Spring 2025 funding cycle: Applications available until Monday, March 3.
- Call opens: Thursday, January 30, 2025
- Deadline: Monday March 3, 2025 (2:00 pm PST)
- Funding results: Available before end of May 2025
Amount available: $50,000 in direct costs for 1 year
Apply through the UCSF Resource Allocation Program (RAP) portal
Amount available: $50,000 in direct costs for 1 year
Apply through the UCSF Resource Allocation Program (RAP) portal
The Pilot Award for Investigators New to HIV is aimed for Investigators New to HIV (Assistant or Associate faculty, including clinical) without past or current HIV/SIV funding with an innovative research idea in translational, clinical, and/or behavioral-epidemiological HIV research. Pilot awards are typically used to initiate a project or to gather preliminary data and findings leading to a future grant application. International research projects are allowed.
Of high interest to CFAR are investigations ranging from basic pathogenesis to clinical outcomes in the research areas of HIV/aging and inflammation, latency, cure, vaccines, co-infections, HIV in women, implementation science, and research related to HIV-infected and HIV-impacted Bay Area populations.
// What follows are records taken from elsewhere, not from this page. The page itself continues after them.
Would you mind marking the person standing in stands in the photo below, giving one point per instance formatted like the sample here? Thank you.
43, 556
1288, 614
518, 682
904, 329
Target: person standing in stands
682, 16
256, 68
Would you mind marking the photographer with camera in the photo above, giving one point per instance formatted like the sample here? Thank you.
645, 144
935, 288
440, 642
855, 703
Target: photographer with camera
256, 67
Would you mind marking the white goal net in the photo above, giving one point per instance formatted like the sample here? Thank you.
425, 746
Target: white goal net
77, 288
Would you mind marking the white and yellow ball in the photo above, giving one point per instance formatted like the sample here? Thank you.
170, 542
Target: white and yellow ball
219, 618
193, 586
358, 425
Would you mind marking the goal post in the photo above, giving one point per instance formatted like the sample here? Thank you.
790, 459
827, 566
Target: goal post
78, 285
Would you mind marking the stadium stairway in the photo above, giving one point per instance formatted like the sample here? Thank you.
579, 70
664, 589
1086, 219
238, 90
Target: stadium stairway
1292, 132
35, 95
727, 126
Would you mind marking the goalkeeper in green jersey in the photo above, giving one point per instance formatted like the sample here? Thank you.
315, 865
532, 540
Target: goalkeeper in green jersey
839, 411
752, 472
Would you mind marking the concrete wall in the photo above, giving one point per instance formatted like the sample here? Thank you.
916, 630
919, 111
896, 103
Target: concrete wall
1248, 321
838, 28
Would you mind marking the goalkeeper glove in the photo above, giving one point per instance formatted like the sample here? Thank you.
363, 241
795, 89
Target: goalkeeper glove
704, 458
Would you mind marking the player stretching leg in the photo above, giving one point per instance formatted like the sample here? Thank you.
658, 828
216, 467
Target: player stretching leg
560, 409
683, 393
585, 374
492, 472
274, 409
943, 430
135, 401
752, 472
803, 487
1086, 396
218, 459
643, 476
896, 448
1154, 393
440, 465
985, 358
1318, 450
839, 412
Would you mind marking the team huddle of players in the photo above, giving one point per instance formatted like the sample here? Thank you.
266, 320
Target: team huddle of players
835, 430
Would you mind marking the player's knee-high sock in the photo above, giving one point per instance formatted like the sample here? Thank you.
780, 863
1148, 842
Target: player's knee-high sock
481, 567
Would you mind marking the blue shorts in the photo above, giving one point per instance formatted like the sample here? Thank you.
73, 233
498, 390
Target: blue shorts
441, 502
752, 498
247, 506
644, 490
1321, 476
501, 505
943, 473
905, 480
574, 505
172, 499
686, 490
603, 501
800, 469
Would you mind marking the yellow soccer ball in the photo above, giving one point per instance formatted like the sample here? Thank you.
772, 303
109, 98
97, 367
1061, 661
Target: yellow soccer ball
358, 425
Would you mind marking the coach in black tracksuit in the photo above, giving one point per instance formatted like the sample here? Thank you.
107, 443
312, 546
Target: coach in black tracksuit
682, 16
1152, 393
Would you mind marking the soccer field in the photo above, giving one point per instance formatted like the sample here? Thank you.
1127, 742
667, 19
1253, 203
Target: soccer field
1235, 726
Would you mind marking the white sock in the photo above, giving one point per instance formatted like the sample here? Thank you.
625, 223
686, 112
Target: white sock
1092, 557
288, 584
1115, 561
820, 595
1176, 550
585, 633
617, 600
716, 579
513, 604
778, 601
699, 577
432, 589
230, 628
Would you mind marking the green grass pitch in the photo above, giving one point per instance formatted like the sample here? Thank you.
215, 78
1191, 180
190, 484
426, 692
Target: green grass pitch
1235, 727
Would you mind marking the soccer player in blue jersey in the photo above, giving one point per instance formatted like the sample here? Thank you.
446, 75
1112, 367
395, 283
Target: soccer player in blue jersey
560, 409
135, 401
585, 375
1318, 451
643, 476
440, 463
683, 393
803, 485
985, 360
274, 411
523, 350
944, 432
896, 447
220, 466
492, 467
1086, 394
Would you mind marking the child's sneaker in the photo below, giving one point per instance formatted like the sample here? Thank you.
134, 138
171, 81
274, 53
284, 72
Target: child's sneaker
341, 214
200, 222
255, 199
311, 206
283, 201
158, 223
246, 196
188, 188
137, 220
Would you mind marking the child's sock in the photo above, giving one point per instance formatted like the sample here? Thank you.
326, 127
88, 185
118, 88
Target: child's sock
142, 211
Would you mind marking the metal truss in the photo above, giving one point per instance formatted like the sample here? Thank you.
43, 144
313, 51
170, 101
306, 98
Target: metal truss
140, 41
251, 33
Our CFAR Science Cores and Working Group are available to assist you in your research.
Eligibility
Junior or mid-level faculty members at UCSF or affiliated partner institutes (https://cfar.ucsf.edu/about/partners: Gladstone Institutes, Blood Systems Research Institute, San Francisco Department of Public Health, and San Francisco Veterans Affairs Medical Center/NCIRE) may apply. Investigators may apply only if they are newly entering the field of HIV research. Investigators are not eligible for CFAR Pilot Funding if they have received any past HIV research funding from any agency.
Who is Not eligible: Postdoctoral fellows and full professors; staff Applicants without terminal degrees (e.g. PhD and MD).
Projects must be within NIH’s HIV/AIDS research high or medium priority areas. Projects in closely related areas (e.g. TB, HCV, drug use, etc.) must be clearly linked to HIV in order to be eligible for CFAR funding.
The award amount is $50,000 in direct costs for one year.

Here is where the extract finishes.